Are US Special Forces in Syria Working with Opposition Groups Linked to ISIS and Al Qaeda?

Russia Wants More Details about US Deployment in Syria

Russia says it wants detailed information about a new US plan to send 250 special forces to Syria, including the precise purpose of their deployment.

“We would like to comprehend what this is all about; whether this is a one-time action, who these people are and where they will be stationed,” Foreign Ministry spokeswoman Maria Zakharova said in Moscow.

“What they are dispatched there for and whether this is part of a program or a plan,” she added.

Zakharova also said the UK is indirectly supporting Daesh by failing to close down funding channels for the terrorists.

The remarks came two days after US President Barack Obama announced that an additional 250 special troops will be sent to Syria in the coming weeks.
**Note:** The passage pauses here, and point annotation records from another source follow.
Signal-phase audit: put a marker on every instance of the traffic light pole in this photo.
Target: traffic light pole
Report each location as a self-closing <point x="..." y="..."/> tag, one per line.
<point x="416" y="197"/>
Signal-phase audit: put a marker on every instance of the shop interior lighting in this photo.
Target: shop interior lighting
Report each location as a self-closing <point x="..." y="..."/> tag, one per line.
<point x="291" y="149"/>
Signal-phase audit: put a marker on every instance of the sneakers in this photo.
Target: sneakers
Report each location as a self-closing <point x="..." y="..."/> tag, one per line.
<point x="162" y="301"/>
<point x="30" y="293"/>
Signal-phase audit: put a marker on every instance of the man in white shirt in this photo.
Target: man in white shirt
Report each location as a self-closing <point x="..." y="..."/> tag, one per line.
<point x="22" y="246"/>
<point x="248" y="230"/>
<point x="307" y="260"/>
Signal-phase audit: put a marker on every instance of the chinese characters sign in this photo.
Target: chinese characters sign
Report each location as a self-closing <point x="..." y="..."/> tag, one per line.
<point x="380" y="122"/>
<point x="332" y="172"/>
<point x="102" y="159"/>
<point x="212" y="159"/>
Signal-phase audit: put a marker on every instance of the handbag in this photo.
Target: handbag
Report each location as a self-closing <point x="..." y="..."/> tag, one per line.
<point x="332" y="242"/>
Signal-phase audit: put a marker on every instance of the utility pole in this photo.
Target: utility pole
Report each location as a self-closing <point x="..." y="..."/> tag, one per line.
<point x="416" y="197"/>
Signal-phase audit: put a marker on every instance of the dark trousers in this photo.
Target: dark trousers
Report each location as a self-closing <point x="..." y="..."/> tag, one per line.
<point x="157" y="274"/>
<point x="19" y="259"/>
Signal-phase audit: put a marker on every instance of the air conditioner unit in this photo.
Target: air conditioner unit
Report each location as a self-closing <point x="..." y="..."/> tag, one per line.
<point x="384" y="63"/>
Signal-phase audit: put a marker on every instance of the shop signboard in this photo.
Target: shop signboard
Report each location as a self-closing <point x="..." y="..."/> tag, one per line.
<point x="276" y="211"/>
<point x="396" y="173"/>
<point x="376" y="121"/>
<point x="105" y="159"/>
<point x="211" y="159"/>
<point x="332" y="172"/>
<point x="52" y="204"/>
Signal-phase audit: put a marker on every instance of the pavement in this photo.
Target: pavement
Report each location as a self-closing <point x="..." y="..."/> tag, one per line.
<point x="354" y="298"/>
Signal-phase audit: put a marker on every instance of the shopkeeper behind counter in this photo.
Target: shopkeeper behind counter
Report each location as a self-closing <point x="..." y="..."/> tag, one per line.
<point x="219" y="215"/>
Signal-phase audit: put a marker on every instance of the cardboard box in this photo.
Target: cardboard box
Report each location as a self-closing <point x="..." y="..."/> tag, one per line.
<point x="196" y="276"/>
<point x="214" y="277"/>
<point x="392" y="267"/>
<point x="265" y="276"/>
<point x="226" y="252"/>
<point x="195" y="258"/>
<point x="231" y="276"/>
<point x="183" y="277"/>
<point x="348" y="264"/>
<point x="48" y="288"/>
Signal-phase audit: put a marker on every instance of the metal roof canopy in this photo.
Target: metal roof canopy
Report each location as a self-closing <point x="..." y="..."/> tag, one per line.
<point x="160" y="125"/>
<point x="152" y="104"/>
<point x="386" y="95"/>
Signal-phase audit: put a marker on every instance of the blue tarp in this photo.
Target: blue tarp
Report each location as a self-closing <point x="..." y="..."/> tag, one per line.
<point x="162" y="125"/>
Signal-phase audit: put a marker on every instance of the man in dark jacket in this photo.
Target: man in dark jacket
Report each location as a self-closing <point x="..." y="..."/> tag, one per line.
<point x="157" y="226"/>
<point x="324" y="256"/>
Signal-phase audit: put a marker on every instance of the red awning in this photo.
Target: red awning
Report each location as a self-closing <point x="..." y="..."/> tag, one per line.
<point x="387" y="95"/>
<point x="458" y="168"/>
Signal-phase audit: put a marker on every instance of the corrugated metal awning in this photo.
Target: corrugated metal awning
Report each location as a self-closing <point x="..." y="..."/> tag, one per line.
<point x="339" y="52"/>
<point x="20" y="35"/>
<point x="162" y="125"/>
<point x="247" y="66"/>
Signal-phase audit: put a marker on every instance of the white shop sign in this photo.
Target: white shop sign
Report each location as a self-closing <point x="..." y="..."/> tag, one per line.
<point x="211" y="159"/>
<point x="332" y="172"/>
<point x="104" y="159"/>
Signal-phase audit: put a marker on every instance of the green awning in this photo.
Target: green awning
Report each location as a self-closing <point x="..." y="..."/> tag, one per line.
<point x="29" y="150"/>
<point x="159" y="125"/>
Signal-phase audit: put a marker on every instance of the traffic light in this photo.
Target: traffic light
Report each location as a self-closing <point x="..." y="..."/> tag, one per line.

The deployment will be the biggest expansion of US ground forces in Syria since the beginning of the foreign-backed militancy in the Arab country in 2011.

Washington has already deployed dozens of special forces to eastern Syria in what it claims is an effort to shore up local militant groups against Daesh terrorists.
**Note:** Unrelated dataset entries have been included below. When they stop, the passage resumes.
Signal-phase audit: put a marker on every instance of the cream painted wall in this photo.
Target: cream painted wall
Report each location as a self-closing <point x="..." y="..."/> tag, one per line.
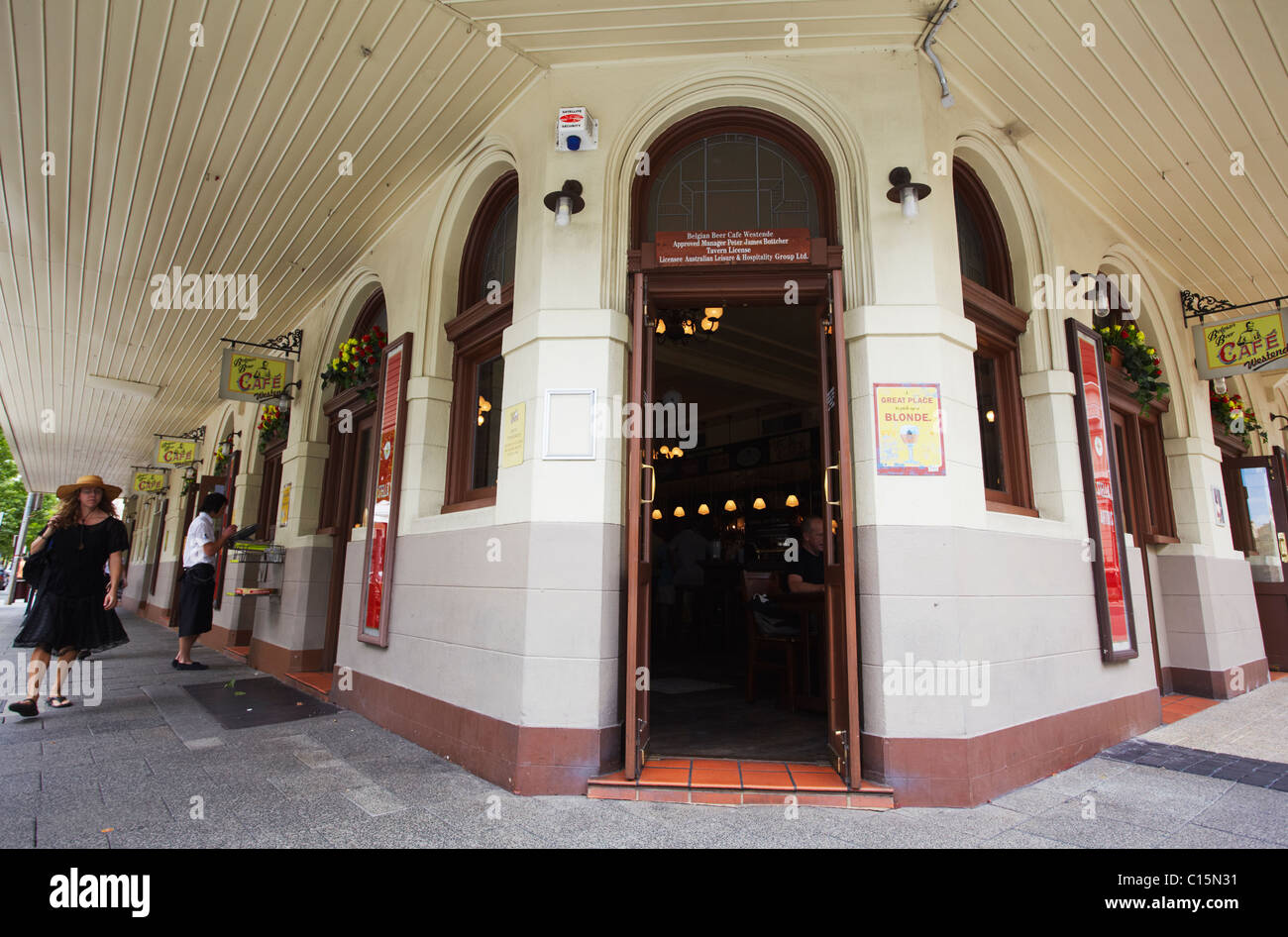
<point x="870" y="112"/>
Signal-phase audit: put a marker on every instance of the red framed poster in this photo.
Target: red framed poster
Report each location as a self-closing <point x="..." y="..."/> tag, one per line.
<point x="1108" y="554"/>
<point x="910" y="429"/>
<point x="382" y="508"/>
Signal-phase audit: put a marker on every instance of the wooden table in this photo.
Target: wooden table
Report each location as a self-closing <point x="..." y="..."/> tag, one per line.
<point x="807" y="604"/>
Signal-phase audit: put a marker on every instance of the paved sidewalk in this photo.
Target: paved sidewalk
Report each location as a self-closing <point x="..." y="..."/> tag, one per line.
<point x="132" y="772"/>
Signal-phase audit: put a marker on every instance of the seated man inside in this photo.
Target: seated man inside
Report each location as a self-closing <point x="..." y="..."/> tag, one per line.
<point x="809" y="573"/>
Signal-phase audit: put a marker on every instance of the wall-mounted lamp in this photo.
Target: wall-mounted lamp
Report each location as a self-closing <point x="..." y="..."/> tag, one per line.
<point x="566" y="202"/>
<point x="905" y="190"/>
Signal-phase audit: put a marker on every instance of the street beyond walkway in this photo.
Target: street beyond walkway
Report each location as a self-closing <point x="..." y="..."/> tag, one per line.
<point x="151" y="768"/>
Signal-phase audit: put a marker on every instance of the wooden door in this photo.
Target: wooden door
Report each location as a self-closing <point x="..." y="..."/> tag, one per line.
<point x="228" y="490"/>
<point x="1254" y="488"/>
<point x="838" y="575"/>
<point x="642" y="485"/>
<point x="189" y="511"/>
<point x="353" y="452"/>
<point x="158" y="536"/>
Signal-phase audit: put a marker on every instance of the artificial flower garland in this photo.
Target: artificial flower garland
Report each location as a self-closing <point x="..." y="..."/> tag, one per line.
<point x="1140" y="362"/>
<point x="271" y="425"/>
<point x="1224" y="407"/>
<point x="356" y="361"/>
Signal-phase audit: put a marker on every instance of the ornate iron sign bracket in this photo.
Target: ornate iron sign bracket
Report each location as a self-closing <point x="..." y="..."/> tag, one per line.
<point x="288" y="344"/>
<point x="1196" y="305"/>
Russia has been carrying out an aerial campaign against terrorist groups in Syria since September 2015 at the request of the Syrian government. US activities, however, have not been authorized by or coordinated with Damascus.

Image: Russian Ambassador to the United Nations Vitaly Churkin  

UN blacklisting of militants

In New York, Russia asked the UN to blacklist a major Syrian militant group, which has been present at UN-brokered Syria peace talks in Geneva.

Russia’s Ambassador to the UN Vitaly Churkin said he asked the UN to add Jaysh al-Islam and Ahrar al-Sham to a blacklist that includes Daesh and al-Qaeda.

Churkin said the two groups are “closely linked to terrorist organizations” in Syria, primarily Daesh and al-Qaeda. The groups exchange “financial, material, technical and military support” with the terrorist groups, he said.

Churkin submitted the request to the UN Security Council’s Counter-Terrorism Committee.

Mohammed Alloush, a key figure in Jaysh al-Islam, was the chief negotiator of the opposition group High Negotiations Committee (HNC) — which is backed by Saudi Arabia — at peace talks in Geneva.

The latest round of the talks, which began on April 13, was brought to a halt as the HNC walked out of the negotiations on April 19 and militants declared a new war in Syria.

Syria has been gripped by foreign-backed militancy since March 2011.

UN special envoy for Syria Staffan de Mistura estimates that over 400,000 people have been killed in the conflict, which has furthermore displaced over half of Syria’s pre-war population of about 23 million.